By your logic, not only would Mr. Vought (and as mentioned, quite a few of your colleagues) not be fit to serve, but a devout Muslim could not serve either, since Muslims believe that Jews, Christians, Hindus, and others must become Muslims to be saved. And what about an Orthodox Jew who believes that you, a non-observant Jew, are guilty of violating Torah and thereby sinning against God? Should that Orthodox Jew not be allowed to serve?
What if Mr. Vought had answered your questions by quoting the words of Jesus? What if he said, “Sir, I believe in Jesus Christ, who said, ‘I am the way, the truth, and the life. No one comes to the Father except through Me.’” (John 14:6) Would you have replied, “Well, if you believe what Jesus said, you can’t serve our country.” Really?
As a Christian, Mr. Vought would be duty bound to treat everyone with kindness, respect, and fairness, regardless of their religious beliefs. And as someone who loves God, he would expected to love his neighbor as himself. This too is part of his faith.
Yet you voted against him solely based on his standard, orthodox beliefs in the exclusivity of salvation through Jesus, stating, to repeat, he “is really not someone who this country is supposed to be about.”
To the contrary, sir, he is what this country has been about since the days of our first settlers. And it is people like him – people of robust faith who genuinely care about others – who this country needs today.
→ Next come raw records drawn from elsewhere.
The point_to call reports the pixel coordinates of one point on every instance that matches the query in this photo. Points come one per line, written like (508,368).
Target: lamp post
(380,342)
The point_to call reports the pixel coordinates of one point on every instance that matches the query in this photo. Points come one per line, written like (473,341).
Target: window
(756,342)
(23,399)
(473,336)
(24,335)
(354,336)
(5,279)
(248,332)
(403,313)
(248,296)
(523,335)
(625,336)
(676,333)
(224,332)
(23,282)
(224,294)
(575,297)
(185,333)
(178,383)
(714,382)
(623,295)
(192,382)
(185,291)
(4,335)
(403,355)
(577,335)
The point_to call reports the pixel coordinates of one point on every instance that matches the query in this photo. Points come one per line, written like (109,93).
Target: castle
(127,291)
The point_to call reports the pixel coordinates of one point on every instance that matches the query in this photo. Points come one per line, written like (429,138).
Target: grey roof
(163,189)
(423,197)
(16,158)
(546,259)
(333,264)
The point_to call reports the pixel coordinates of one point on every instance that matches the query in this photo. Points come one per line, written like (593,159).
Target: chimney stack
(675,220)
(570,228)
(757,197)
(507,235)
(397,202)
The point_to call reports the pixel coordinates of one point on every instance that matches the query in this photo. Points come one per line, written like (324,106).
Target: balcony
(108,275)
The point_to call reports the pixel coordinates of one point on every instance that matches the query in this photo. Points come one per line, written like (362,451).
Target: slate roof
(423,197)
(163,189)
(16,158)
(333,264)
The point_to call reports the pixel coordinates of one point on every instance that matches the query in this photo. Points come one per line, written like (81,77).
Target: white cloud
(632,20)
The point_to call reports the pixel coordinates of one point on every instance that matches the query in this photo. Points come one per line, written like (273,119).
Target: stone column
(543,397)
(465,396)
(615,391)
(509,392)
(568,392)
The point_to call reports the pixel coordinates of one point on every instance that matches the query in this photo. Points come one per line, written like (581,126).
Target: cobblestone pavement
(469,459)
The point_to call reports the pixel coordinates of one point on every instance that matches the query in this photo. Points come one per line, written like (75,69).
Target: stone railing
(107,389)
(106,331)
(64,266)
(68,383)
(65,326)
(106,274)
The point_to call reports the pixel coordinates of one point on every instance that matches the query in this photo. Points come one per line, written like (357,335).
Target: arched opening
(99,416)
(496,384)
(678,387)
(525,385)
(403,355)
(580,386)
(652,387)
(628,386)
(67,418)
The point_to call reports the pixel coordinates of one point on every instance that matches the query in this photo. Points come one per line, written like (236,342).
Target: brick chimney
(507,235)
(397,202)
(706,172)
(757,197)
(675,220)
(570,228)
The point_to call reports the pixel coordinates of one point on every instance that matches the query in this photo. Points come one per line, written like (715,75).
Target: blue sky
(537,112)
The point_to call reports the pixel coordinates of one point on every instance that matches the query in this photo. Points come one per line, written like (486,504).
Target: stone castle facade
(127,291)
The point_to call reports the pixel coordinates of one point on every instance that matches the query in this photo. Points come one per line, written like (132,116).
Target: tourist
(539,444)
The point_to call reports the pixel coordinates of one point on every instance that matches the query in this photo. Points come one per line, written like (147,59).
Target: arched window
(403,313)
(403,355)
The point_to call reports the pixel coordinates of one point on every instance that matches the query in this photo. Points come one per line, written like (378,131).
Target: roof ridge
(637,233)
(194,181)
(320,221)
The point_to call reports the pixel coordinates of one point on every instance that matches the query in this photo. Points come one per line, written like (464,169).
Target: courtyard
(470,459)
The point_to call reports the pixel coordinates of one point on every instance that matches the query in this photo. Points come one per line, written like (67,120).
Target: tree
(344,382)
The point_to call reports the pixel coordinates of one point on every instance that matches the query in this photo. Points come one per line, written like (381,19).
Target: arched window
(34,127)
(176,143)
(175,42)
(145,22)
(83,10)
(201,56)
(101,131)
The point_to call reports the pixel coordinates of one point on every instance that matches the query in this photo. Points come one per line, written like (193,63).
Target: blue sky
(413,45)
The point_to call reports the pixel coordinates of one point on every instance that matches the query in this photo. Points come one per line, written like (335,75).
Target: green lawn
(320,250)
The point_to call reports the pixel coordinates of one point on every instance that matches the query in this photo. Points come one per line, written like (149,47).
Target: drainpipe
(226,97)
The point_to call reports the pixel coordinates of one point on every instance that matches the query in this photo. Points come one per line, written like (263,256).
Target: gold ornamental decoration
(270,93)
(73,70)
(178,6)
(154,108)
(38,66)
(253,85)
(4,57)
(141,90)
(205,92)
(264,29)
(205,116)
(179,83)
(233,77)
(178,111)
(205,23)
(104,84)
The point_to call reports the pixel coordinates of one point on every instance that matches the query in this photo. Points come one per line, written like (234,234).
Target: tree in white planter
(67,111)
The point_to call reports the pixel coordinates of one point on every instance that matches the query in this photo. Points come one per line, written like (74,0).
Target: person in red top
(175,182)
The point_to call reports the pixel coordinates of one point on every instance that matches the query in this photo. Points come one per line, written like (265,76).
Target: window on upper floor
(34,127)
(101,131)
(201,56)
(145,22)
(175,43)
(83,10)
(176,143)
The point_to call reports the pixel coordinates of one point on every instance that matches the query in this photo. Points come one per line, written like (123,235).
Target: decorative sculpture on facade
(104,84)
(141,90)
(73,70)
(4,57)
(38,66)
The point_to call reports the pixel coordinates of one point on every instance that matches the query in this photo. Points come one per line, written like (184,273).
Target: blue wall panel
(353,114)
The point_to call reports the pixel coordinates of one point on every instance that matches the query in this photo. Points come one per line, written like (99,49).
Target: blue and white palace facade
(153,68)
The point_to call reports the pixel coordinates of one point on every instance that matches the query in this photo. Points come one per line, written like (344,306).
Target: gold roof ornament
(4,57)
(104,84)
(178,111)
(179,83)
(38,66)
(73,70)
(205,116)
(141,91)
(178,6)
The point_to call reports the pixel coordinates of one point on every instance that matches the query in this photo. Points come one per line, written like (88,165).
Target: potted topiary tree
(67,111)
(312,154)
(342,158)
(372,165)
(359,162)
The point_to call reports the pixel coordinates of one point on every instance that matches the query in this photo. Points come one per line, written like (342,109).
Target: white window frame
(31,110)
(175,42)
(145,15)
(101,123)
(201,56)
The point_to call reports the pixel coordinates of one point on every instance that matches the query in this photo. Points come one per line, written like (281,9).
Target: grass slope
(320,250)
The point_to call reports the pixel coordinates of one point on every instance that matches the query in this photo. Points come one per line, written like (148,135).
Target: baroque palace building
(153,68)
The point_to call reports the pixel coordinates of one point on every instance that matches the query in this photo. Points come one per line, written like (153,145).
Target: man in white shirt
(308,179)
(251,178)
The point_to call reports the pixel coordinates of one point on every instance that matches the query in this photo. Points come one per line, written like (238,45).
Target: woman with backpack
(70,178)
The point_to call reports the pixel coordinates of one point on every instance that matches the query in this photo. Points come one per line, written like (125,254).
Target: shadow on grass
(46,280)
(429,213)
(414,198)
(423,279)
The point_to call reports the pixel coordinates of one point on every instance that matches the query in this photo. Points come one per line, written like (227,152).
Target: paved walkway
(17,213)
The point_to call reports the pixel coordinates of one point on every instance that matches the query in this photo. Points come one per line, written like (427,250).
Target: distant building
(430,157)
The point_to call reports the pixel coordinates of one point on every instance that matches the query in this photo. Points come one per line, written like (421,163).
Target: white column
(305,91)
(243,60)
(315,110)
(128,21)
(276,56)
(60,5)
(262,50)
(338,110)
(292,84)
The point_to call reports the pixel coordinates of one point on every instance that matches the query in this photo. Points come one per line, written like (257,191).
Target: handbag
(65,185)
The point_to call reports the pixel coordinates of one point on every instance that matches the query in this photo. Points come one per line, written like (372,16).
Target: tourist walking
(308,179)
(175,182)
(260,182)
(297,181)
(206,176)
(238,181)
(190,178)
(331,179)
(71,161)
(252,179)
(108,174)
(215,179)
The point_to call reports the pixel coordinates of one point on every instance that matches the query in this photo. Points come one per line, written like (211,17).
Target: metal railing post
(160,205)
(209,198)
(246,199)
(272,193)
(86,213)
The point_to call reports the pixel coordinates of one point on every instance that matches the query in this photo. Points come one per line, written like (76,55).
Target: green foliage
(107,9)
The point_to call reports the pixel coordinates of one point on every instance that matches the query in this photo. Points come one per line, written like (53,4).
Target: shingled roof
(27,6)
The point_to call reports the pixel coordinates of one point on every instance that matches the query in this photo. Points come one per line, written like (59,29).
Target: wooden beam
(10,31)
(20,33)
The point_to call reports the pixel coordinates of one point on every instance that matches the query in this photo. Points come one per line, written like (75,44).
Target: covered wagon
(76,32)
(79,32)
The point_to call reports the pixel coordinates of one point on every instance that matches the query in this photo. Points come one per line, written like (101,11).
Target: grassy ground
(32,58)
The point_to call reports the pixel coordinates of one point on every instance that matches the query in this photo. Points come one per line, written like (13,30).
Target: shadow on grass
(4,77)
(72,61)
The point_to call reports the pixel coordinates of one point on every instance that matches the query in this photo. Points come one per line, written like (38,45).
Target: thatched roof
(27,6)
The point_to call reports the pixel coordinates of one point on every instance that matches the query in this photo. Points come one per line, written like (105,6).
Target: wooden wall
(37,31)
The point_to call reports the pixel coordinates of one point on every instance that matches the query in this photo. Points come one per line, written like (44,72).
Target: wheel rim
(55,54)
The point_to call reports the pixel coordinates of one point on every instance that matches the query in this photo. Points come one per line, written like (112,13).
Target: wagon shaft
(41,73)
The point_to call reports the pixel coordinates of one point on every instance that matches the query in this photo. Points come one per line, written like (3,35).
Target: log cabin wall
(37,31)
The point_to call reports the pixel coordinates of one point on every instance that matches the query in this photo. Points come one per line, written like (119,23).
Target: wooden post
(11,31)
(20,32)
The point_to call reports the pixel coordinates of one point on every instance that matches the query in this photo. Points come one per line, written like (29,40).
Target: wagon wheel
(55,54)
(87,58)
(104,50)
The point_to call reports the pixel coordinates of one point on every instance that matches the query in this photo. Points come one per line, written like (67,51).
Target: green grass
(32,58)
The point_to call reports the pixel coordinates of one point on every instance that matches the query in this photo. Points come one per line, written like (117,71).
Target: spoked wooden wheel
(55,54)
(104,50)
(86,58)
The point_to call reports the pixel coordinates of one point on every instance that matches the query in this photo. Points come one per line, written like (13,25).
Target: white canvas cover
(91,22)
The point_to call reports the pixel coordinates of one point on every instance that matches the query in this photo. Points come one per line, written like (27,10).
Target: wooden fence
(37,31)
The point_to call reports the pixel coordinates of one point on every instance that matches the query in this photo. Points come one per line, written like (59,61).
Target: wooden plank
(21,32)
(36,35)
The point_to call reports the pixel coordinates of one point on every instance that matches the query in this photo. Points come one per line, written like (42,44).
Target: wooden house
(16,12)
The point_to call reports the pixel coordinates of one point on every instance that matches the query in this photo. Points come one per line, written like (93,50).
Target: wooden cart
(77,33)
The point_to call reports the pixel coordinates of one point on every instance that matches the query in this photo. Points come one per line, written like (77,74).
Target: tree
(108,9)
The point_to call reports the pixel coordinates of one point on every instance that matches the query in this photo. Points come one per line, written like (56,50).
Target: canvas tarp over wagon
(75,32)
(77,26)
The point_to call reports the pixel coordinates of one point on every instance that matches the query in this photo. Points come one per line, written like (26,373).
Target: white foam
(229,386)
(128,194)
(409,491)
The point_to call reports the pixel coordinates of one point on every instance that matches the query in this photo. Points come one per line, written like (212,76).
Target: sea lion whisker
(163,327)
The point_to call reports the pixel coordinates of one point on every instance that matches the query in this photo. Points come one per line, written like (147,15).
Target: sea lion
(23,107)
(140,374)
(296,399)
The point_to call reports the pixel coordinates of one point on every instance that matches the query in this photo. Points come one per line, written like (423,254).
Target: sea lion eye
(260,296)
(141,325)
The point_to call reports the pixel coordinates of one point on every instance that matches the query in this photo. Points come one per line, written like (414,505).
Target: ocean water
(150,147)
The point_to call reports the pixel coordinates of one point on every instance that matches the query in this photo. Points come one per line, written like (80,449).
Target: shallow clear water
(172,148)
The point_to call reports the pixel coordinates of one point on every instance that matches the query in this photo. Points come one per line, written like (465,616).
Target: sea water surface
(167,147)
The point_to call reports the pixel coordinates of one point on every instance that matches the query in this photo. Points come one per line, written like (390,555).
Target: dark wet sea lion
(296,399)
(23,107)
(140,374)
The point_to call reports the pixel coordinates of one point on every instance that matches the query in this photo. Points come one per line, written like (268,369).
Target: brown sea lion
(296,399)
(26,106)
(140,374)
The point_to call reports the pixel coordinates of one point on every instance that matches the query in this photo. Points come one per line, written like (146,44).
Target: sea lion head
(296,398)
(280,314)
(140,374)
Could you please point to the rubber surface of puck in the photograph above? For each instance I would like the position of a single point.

Perhaps, by now, one of your staff members has suggested to you that you misunderstood Mr. Vought’s statement and that, perhaps, you treated him unfairly.
If not, I do hope you will take to heart what I’ve written here, humble yourself and apologize, and then evaluate this candidate based on his overall qualifications.
If, however, you fully understood what Mr. Vought believed and for that very reason found him unfit to serve, then my concern is greatly intensified. You would then be advocating for an American that would become tyrannical and oppressive. And you would be declaring war on some of our most precious and fundamental freedoms.
Is that really the America that you want, Mr. Senator?